Students have blasted the university for its lack of transparency in the management of the case. Howard University President Wayne Frederick acknowledged that he became aware in December 2016 of the mismanagement that allegedly occurred between 2007 and 2016 after an independent auditor investigated. Six people—whom the university has refused to identify, claiming that doing so would violate school policy and federal law—were fired as a result of that investigation. Hankerson has denied being one of them.
“There have been allegations that I have been terminated from the university, which are the furthest thing from the truth,” he said. “My employment with the university ended because I was ending my undergraduate career and I was about to go to law school.
“As many people know, when you’re in law school, the coursework is extremely rigorous and it’s extremely difficult to maintain employment while you’re working, and also our university prohibits it,” he added.
“Tyrone had no control over any decisions made.

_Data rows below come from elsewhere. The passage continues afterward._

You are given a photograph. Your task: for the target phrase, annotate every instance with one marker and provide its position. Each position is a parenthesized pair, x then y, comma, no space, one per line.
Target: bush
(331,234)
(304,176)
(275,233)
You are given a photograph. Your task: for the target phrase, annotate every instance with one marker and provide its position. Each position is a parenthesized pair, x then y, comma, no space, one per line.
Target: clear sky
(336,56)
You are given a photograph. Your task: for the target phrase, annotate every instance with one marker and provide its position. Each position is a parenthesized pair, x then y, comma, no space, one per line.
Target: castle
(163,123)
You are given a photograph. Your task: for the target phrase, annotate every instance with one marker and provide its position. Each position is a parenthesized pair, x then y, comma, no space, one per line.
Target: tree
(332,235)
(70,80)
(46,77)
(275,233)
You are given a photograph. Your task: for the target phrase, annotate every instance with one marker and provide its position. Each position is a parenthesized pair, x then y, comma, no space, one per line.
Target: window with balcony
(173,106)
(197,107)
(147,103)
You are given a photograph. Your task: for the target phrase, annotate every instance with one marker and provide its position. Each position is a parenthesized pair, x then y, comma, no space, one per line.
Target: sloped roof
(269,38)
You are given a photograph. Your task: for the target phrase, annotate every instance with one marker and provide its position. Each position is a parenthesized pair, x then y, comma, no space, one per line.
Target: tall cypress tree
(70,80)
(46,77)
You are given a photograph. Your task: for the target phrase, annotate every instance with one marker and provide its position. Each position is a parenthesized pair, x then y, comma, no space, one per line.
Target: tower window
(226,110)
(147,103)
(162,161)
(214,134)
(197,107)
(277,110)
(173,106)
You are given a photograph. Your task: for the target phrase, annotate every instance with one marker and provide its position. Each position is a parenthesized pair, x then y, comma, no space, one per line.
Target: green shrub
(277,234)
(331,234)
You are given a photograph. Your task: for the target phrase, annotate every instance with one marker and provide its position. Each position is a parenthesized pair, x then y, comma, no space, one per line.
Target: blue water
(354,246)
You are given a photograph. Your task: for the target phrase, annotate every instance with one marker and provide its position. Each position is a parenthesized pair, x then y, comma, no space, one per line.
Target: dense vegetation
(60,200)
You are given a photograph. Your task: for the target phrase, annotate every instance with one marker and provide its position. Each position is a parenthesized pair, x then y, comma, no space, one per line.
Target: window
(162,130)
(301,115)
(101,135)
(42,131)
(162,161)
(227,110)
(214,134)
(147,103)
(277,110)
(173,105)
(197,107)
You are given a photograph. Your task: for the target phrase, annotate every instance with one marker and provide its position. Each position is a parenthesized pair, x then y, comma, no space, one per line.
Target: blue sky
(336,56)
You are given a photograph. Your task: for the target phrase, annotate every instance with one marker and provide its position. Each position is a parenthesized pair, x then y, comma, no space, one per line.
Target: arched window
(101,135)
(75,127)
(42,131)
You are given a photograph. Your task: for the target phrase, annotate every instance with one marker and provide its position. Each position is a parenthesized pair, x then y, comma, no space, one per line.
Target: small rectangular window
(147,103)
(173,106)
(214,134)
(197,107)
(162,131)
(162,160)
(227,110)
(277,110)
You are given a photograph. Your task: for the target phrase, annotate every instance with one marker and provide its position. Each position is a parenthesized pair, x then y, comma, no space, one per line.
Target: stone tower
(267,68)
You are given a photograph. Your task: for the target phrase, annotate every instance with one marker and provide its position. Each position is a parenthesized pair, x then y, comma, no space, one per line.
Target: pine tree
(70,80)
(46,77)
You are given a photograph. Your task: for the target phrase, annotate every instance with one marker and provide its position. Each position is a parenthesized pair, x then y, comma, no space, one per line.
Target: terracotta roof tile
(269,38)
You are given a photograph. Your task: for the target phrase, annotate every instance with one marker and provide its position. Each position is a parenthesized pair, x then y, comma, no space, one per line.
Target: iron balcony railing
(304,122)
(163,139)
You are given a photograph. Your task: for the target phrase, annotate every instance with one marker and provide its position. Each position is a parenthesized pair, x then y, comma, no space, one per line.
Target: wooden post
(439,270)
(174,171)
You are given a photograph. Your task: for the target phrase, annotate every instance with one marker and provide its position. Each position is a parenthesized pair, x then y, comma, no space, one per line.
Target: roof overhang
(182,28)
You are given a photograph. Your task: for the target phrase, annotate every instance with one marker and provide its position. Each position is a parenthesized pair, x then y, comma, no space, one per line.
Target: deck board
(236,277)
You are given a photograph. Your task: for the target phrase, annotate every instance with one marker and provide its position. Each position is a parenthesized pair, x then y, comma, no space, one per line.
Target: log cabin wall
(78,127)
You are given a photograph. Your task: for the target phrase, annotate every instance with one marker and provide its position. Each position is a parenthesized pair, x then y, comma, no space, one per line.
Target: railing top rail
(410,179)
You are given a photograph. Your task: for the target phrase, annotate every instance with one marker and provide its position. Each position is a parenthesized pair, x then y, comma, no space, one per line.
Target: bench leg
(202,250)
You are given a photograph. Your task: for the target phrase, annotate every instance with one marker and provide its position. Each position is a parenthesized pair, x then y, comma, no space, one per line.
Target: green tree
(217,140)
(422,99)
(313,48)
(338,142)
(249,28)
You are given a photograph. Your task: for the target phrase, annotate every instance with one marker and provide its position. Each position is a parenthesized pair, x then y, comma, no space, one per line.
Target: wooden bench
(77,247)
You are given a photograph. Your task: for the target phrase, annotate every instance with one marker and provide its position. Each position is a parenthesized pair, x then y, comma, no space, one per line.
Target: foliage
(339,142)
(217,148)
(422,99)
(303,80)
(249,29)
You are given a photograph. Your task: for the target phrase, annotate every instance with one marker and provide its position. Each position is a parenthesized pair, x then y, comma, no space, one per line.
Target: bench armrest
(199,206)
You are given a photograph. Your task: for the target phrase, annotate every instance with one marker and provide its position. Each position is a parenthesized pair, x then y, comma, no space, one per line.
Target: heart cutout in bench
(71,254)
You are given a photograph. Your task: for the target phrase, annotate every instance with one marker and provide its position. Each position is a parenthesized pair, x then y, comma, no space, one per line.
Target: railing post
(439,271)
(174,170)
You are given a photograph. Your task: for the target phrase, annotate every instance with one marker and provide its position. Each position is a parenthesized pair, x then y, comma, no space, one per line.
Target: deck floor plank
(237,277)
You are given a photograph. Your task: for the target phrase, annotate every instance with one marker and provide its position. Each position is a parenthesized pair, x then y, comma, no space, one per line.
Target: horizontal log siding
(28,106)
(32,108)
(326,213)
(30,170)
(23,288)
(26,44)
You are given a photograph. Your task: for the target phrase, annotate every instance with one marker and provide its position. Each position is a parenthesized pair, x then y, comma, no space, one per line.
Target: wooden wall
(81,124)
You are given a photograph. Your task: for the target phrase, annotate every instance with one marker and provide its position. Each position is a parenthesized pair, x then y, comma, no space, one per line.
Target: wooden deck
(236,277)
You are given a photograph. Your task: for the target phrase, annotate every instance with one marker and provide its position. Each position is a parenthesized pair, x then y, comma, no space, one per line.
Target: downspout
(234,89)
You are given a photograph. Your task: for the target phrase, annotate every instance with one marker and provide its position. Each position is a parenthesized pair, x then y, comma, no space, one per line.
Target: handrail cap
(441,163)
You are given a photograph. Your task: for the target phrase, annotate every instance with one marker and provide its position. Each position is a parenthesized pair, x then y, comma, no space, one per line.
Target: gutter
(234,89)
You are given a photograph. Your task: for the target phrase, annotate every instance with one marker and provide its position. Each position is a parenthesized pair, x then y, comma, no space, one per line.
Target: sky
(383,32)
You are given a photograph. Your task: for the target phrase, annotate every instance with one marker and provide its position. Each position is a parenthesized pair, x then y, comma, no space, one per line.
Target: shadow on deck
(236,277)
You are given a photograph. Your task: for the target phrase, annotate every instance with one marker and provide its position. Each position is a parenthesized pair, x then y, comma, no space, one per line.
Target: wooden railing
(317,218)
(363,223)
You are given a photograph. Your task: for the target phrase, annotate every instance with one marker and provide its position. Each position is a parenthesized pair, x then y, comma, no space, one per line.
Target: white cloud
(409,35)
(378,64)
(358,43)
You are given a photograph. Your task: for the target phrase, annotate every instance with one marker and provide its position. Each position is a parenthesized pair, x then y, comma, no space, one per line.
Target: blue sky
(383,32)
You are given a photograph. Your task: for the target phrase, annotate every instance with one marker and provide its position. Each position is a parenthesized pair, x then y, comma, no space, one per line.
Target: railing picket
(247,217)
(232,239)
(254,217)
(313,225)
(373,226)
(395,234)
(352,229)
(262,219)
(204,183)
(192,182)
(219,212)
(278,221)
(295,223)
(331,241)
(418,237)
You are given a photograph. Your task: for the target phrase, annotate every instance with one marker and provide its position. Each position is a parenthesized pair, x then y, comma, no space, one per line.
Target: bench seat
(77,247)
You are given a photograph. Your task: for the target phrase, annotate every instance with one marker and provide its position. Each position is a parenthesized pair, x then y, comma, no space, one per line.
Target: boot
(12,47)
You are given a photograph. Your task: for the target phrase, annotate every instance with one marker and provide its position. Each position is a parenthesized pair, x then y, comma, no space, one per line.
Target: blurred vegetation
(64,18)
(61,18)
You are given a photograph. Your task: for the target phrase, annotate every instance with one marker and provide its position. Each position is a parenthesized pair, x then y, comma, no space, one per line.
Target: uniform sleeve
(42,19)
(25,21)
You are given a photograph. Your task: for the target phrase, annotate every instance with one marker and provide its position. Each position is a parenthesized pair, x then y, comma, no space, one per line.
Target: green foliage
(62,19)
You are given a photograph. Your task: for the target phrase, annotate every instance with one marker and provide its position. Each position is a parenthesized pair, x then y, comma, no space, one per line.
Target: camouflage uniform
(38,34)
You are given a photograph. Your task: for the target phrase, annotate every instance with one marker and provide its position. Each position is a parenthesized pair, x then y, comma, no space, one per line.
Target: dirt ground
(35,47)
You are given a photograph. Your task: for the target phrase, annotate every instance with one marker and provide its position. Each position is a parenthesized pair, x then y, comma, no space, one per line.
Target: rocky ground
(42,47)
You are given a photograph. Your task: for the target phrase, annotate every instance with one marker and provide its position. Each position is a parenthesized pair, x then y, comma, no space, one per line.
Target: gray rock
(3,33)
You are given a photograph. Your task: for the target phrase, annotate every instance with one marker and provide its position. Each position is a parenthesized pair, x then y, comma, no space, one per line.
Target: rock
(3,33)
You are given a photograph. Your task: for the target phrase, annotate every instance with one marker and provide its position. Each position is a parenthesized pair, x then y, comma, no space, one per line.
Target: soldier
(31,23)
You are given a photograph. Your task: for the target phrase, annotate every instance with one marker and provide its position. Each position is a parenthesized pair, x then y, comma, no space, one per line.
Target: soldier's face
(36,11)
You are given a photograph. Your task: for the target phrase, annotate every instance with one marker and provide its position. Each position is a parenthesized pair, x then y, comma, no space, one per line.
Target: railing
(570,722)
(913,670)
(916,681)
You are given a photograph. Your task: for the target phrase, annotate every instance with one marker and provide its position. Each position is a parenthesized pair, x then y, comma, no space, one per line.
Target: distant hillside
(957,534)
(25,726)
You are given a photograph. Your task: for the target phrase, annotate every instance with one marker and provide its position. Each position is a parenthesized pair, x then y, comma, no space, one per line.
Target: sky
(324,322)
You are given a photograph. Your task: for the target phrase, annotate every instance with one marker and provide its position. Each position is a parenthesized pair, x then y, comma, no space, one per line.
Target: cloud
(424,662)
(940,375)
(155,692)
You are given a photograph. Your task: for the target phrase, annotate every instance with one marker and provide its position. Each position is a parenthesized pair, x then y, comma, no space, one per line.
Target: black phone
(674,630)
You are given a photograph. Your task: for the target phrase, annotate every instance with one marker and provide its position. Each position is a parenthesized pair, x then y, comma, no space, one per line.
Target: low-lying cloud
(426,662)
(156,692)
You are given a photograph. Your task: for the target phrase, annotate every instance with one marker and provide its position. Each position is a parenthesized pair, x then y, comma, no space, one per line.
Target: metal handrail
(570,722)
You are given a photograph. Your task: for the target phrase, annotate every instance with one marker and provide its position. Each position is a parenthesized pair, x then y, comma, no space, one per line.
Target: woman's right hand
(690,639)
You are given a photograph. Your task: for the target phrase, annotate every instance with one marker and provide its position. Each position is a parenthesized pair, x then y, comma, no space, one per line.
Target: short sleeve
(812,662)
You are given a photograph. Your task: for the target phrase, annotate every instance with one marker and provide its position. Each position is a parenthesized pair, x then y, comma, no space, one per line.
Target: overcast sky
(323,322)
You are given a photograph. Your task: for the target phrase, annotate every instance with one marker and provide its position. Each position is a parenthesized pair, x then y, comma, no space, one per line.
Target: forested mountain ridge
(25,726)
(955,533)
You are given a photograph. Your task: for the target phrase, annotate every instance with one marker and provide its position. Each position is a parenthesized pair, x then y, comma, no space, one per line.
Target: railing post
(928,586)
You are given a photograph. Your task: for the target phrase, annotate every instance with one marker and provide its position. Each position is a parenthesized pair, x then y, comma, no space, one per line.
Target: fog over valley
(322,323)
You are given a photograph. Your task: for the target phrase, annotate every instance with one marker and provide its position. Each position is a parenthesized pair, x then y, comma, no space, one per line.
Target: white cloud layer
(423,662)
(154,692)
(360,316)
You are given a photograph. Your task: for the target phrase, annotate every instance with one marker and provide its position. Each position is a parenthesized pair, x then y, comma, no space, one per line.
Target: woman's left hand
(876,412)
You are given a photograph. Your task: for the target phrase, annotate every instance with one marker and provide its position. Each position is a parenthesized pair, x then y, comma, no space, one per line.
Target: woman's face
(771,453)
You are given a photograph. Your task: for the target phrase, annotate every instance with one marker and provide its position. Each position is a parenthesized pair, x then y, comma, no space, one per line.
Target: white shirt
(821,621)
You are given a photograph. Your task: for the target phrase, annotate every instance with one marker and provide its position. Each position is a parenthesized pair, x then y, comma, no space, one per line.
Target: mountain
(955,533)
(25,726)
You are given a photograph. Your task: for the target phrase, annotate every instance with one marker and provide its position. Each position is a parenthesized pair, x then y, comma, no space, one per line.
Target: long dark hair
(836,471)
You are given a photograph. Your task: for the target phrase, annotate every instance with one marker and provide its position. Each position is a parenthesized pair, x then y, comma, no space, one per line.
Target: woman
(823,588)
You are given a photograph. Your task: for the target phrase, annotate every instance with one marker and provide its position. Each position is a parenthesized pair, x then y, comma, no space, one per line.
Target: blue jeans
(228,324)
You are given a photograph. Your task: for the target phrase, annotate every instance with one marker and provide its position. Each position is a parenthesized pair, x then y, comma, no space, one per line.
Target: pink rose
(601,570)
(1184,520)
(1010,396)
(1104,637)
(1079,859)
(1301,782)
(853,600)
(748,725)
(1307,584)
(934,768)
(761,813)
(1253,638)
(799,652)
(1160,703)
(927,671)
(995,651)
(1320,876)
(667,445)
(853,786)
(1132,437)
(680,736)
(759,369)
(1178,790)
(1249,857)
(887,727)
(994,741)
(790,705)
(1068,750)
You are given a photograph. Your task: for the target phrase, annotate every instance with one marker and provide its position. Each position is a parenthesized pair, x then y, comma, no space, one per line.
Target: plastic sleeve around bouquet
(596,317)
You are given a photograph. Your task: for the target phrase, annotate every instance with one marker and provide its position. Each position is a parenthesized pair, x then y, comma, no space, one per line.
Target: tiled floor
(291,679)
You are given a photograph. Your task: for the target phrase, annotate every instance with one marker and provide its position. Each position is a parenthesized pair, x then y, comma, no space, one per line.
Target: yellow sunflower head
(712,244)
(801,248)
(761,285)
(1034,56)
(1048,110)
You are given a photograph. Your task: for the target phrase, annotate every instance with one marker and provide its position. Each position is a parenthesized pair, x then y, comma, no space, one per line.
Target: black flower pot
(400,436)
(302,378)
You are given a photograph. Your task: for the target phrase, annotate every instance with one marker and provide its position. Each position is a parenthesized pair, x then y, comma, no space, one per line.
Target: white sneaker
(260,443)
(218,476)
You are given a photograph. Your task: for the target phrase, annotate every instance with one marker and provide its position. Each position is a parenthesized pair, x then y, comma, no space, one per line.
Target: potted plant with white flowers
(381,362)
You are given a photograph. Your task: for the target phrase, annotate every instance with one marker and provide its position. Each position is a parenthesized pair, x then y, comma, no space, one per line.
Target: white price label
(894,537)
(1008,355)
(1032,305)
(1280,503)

He was a student,” Hankerson’s lawyer, James Walker, added. “What’s more troubling to me is that Howard has not come out and apologized to this young man [for leaking his records].”
Walker is demanding that Howard come out and fully exonerate his client, to make it clear that he has done “nothing whatsoever as a criminal nature.”
In the meantime, students are demanding more transparency, with questions remaining about how the school knew about the alleged misconduct and why it took so long for the information to be made public.
The scandal and mismanagement had a brutal impact on low-income students in particular, given that school policy forces students who register for classes to have a zero balance or pay one-third of their outstanding bill and be enrolled in a payment plan.
Frederick, the university president, has since pledged a series of reforms for the financial aid office, including a third-party review of who was using the financial aid module.